Anchor (and its 20% yield on UST) is the biggest attraction in the Terra ecosystem. However, it has been the subject of some recent Fear, Uncertainty and Doubt (FUD) as the yield reserve dwindled amidst wider market instability, LUNAtics around the world held their collective breath at the possibility of losing that coveted 20% yield.
Fortunately, CEO and founder, Do Kwon, has stepped in, and Anchor will live to see another yield-bearing day. Better yet, he served up a little surprise in the process.
It might be the main draw, but is Anchor Protocol weighing Terra down?
- What happened?
- How is Anchor’s reserve looking now?
- What’s next?
What went down?
On January 25th, Do Kwon released a Twitter poll.
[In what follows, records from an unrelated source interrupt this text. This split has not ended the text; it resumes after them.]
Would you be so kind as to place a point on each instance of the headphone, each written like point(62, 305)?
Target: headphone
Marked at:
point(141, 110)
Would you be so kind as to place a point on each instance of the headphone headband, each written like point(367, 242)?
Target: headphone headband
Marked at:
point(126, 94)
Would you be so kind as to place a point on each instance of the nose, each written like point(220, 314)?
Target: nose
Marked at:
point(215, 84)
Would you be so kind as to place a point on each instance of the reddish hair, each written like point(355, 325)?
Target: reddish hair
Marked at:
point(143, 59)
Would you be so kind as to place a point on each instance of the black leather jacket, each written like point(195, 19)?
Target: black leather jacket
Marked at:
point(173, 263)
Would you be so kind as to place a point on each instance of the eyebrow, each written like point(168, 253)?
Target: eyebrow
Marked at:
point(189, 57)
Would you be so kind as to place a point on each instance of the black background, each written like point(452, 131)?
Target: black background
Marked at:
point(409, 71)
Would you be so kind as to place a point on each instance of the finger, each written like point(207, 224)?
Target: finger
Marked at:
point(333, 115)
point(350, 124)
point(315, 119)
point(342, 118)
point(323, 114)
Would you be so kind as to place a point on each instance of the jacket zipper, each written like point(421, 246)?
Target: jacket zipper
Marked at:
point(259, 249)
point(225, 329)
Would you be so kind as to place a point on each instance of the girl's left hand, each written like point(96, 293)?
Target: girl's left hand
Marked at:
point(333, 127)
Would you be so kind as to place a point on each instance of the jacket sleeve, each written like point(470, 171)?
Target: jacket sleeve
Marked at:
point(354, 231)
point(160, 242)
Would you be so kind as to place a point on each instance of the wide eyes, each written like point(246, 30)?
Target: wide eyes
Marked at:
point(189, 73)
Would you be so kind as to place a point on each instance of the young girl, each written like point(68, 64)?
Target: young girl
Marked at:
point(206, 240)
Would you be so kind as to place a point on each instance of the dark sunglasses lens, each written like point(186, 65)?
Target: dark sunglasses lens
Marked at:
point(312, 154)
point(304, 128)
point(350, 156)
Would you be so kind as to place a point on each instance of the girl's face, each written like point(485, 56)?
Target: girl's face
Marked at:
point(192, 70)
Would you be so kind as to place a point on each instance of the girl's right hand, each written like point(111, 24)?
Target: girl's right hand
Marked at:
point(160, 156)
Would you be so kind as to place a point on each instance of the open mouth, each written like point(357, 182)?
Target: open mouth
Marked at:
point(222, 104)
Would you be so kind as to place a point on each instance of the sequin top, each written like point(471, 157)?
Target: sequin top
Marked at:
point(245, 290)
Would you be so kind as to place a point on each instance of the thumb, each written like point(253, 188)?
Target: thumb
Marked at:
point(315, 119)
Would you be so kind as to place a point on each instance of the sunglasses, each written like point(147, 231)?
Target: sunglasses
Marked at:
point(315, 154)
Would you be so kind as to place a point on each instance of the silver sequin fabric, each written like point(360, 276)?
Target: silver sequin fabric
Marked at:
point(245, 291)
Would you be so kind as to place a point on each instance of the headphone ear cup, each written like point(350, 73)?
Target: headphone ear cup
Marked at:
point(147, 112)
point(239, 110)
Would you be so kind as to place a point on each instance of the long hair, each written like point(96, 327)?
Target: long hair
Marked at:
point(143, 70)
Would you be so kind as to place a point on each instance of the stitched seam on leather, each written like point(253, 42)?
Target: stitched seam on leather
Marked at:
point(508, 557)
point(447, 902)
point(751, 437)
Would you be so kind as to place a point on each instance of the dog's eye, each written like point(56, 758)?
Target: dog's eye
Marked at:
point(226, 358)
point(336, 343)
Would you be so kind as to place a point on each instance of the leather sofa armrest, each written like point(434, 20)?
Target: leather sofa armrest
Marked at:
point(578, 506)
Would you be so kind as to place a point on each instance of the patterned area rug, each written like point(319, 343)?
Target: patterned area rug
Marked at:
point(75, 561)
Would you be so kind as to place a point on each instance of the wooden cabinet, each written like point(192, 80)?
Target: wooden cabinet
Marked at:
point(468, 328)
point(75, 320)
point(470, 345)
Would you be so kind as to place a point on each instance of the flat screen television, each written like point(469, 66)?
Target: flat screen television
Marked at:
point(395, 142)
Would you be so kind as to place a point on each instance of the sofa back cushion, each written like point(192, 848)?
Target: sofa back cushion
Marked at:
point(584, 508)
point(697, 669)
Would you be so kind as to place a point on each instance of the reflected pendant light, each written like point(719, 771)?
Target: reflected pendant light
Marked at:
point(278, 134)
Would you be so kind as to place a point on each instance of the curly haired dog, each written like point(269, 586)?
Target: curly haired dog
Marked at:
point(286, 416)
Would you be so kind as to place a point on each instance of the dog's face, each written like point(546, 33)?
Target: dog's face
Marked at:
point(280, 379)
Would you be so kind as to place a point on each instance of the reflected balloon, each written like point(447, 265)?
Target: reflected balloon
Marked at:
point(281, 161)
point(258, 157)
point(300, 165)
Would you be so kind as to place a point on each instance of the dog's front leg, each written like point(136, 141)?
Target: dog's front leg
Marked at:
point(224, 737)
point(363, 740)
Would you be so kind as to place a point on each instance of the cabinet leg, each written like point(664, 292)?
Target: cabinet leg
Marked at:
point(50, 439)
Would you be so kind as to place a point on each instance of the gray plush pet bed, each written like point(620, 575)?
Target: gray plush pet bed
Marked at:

Tired of the countless direct messages (DMs) he was receiving from concerned LUNAtics, he put it to them to vote for the recapitalization amount:
The votes for $300 million won by a landslide.
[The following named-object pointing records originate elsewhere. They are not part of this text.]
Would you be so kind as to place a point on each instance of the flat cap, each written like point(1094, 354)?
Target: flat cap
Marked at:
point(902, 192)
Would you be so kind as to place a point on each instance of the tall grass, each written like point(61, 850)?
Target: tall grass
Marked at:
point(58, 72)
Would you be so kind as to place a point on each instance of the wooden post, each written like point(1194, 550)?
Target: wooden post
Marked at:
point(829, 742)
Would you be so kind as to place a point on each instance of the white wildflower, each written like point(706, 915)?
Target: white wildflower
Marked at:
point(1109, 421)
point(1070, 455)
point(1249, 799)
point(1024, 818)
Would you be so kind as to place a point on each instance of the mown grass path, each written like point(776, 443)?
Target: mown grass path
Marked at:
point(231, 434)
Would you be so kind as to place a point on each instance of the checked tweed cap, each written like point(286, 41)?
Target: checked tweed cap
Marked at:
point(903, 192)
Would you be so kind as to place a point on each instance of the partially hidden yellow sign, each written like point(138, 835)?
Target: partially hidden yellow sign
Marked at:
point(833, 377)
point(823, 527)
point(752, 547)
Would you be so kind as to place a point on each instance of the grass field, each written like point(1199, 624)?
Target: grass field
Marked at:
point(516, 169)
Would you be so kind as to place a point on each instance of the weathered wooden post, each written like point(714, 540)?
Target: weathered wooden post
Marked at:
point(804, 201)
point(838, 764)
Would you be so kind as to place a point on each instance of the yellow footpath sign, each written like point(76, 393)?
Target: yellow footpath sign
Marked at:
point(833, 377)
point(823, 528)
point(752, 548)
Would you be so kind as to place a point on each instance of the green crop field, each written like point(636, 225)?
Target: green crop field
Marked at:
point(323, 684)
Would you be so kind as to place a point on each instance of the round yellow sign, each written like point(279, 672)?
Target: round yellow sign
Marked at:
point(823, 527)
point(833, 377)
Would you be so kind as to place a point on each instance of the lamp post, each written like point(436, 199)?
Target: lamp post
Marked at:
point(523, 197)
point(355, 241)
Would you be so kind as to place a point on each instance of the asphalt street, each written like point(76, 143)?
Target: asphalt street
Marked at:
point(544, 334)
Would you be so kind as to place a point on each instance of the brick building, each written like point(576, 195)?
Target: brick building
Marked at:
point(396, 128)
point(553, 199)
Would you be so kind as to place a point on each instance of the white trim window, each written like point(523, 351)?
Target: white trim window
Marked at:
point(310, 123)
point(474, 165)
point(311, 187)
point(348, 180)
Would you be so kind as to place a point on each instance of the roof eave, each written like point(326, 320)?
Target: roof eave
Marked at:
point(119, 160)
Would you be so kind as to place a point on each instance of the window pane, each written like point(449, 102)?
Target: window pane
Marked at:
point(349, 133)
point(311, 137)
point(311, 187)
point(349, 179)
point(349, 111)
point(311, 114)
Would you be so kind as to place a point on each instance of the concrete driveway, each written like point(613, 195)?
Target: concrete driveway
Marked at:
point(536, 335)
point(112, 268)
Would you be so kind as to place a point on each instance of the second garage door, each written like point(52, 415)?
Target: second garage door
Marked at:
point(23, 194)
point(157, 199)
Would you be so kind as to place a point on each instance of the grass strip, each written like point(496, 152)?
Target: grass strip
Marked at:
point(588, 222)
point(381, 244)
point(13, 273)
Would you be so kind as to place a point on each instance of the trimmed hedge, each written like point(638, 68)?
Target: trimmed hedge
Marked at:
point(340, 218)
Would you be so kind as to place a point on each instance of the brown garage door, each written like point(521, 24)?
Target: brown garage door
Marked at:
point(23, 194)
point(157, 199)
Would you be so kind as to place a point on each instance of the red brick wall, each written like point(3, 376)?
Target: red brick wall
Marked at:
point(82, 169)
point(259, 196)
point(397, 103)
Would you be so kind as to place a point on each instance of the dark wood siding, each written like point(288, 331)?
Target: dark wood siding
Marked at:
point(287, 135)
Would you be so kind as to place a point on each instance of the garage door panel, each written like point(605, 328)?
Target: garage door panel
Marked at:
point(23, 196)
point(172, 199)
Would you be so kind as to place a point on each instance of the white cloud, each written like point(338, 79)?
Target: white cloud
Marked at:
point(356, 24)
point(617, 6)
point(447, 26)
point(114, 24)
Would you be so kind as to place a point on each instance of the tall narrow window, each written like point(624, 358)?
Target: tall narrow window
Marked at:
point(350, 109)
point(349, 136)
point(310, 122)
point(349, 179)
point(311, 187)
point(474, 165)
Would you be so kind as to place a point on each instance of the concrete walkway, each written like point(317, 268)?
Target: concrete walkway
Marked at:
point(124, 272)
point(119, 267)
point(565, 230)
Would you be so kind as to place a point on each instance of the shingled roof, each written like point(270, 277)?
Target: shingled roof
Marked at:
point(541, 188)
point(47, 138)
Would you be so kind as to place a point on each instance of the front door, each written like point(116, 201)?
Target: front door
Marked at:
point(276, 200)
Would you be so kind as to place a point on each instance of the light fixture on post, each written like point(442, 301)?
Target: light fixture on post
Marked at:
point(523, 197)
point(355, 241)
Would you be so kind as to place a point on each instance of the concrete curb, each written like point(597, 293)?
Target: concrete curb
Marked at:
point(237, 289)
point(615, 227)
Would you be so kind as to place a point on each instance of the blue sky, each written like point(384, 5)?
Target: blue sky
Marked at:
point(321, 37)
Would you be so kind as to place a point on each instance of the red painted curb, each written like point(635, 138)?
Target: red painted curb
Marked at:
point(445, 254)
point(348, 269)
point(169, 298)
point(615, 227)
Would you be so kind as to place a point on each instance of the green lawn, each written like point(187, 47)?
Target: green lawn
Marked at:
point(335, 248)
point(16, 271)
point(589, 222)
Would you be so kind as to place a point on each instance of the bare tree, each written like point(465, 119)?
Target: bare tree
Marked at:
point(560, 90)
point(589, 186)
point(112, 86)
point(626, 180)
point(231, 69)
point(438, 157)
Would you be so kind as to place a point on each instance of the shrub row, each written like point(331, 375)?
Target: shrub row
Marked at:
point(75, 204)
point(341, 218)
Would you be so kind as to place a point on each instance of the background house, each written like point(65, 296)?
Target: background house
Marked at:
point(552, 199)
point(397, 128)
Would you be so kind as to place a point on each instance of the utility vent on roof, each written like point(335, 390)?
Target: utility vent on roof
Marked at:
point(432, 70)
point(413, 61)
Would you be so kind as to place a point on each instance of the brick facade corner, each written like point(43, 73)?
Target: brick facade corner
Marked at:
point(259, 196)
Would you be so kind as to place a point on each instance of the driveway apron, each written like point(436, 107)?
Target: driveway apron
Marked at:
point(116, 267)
Then, on February 8th, the Luna Foundation Guard (LFG) decided to up the ante, offering to recapitalize the yield reserve with $450 million ($150m above community expectations!).
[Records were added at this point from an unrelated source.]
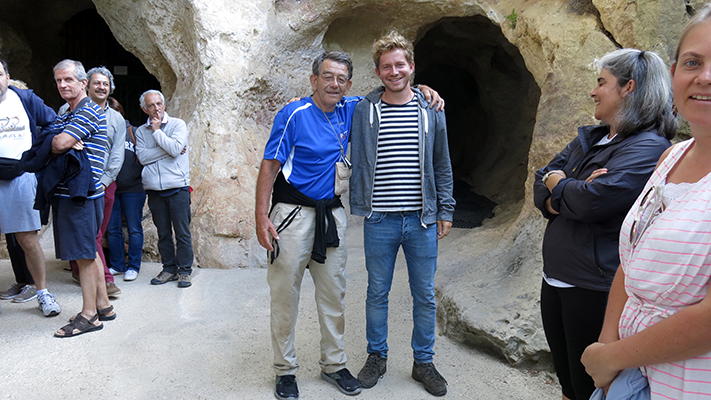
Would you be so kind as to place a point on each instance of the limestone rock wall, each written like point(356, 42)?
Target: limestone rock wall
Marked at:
point(227, 66)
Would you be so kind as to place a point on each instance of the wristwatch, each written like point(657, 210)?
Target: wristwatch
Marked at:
point(548, 175)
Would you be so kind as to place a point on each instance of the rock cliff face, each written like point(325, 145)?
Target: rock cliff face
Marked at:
point(227, 67)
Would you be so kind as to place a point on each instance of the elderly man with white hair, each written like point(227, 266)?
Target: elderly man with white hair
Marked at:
point(100, 86)
point(162, 148)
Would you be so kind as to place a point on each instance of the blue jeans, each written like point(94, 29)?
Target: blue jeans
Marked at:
point(384, 233)
point(130, 207)
point(170, 210)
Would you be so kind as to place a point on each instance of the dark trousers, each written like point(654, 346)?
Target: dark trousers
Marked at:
point(171, 214)
point(17, 258)
point(572, 320)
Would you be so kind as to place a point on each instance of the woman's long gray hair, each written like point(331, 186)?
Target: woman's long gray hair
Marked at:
point(649, 105)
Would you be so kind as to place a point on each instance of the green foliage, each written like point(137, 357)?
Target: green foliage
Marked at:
point(512, 18)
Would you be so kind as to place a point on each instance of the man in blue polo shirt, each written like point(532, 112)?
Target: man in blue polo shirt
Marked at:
point(308, 222)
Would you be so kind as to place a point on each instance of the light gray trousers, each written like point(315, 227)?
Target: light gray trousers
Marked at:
point(284, 277)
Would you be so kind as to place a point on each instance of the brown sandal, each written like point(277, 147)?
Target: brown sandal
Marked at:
point(79, 326)
point(103, 314)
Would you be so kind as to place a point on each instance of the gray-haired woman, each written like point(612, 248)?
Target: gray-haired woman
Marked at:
point(585, 192)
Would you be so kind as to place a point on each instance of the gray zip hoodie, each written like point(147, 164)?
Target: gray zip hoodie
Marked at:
point(165, 166)
point(435, 166)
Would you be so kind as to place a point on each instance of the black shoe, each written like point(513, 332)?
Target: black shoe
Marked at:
point(433, 382)
point(184, 280)
point(344, 381)
point(374, 369)
point(286, 387)
point(163, 277)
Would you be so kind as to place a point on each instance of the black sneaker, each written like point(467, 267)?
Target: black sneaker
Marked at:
point(374, 369)
point(184, 280)
point(286, 387)
point(344, 381)
point(164, 277)
point(433, 382)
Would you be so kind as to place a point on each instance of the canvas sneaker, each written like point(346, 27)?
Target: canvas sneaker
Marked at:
point(427, 374)
point(344, 381)
point(112, 290)
point(26, 294)
point(286, 387)
point(48, 304)
point(374, 369)
point(12, 291)
point(130, 275)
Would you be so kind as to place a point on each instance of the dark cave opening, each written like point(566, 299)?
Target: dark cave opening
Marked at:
point(491, 102)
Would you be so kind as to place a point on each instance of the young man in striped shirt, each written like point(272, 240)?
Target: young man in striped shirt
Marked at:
point(76, 223)
point(402, 185)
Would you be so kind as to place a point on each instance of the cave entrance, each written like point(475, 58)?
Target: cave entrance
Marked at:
point(491, 102)
point(37, 34)
point(89, 39)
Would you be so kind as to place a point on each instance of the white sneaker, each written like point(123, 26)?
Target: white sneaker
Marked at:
point(26, 294)
point(130, 274)
point(48, 304)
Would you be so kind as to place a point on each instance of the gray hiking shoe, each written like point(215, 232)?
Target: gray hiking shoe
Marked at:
point(12, 291)
point(374, 369)
point(48, 304)
point(427, 374)
point(26, 294)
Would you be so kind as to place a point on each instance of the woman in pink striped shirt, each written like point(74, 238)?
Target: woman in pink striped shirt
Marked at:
point(658, 316)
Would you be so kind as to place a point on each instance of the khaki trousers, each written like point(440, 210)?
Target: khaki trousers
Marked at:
point(284, 277)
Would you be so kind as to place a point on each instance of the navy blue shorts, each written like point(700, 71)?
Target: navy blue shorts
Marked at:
point(75, 227)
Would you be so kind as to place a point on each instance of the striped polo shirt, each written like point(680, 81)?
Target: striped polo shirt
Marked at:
point(665, 253)
point(86, 123)
point(398, 184)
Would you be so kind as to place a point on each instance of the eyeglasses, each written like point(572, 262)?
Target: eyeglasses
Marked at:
point(272, 255)
point(341, 80)
point(651, 206)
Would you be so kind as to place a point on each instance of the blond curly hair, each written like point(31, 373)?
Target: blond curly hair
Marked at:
point(393, 41)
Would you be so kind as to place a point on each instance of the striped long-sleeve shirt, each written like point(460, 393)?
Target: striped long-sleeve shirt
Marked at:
point(666, 258)
point(86, 123)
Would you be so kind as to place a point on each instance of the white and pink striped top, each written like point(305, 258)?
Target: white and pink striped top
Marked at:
point(669, 269)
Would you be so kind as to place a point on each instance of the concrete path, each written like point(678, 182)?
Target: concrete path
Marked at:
point(211, 341)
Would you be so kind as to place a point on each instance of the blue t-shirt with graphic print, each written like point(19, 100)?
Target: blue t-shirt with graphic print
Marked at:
point(305, 140)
Terra promised, and it delivered. LUNAtics breathed a sigh of relief, as a vital piece of the Terra machine was put back in cruise control. Their precious 20% yield was once more (for now!).
How healthy is Anchor’s reserve looking now?
The function of the Yield Reserve is straightforward: If the amount of money generated by Anchor is at a surplus to what it owes, the remaining money is deposited into the Yield Reserve.
On the other hand, when the amount of money generated by Anchor is less than it needs to pay out, the remaining balance is funded from the Yield Reserve.
Source: https://mirrortracker.info/anchor
Dust off the calculator, and let’s do some math
We calculated the sustainability of the protocol (as it stands today and under currency market conditions). Why? So you don’t have to.
With $6.5 billion deposited, they need to pay out $3.5 million per day in yields.
Their daily inflows, from yields earned on UST borrowed, Bonded Luna and Bonded Ethereum come in at $1.3 million, leaving a shortfall of $2.1 million per day.
This shortfall needs to be drawn out of the Anchor reserve, and if all things remain equal, this will leave another 239 days before history repeats itself and another rescue is needed.
Relax. This is very unlikely to happen with the increasing number of projects coming onto the Terra ecosystem and Anchor Protocol. There is news already of AVAX coming to Anchor, and with SOL and ATOM potentially joining the fold (to be confirmed), the yields generated from these tokens may be able to sustain the demands of the yield payouts.
Luna season incoming?
Anchor Protocol is Terra’s flagship protocol, and the low volatility, high yields serve as the primary attraction to onboard new users. A healthy reserve is necessary to maintain confidence in the ecosystem by drawing more investors and institutions in to benefit from its product, thereby increasing Terra’s network growth. Thanks to Do Kwon and LFG’s willingness to put their money where their mouth is, Anchor Protocol is safe, for now, and the future (for now!) continues to look extremely bright for the entire ecosystem.
Banter’s take
We remain hugely bullish on LUNA, and although Do Kwon currently needs to be in the picture to mount a rescue mission, the investment and protocols coming to the Terra ecosystem over the next year will reduce the reliance on Anchor to keep the ecosystem moving forward.
Terra’s reliance on Anchor Protocol is a mixed blessing. It has driven Terra’s explosion, but it’s currently overdependent: clearly, the ecosystem needs to (and will!) move out from under its shadow once more and more protocols are launched.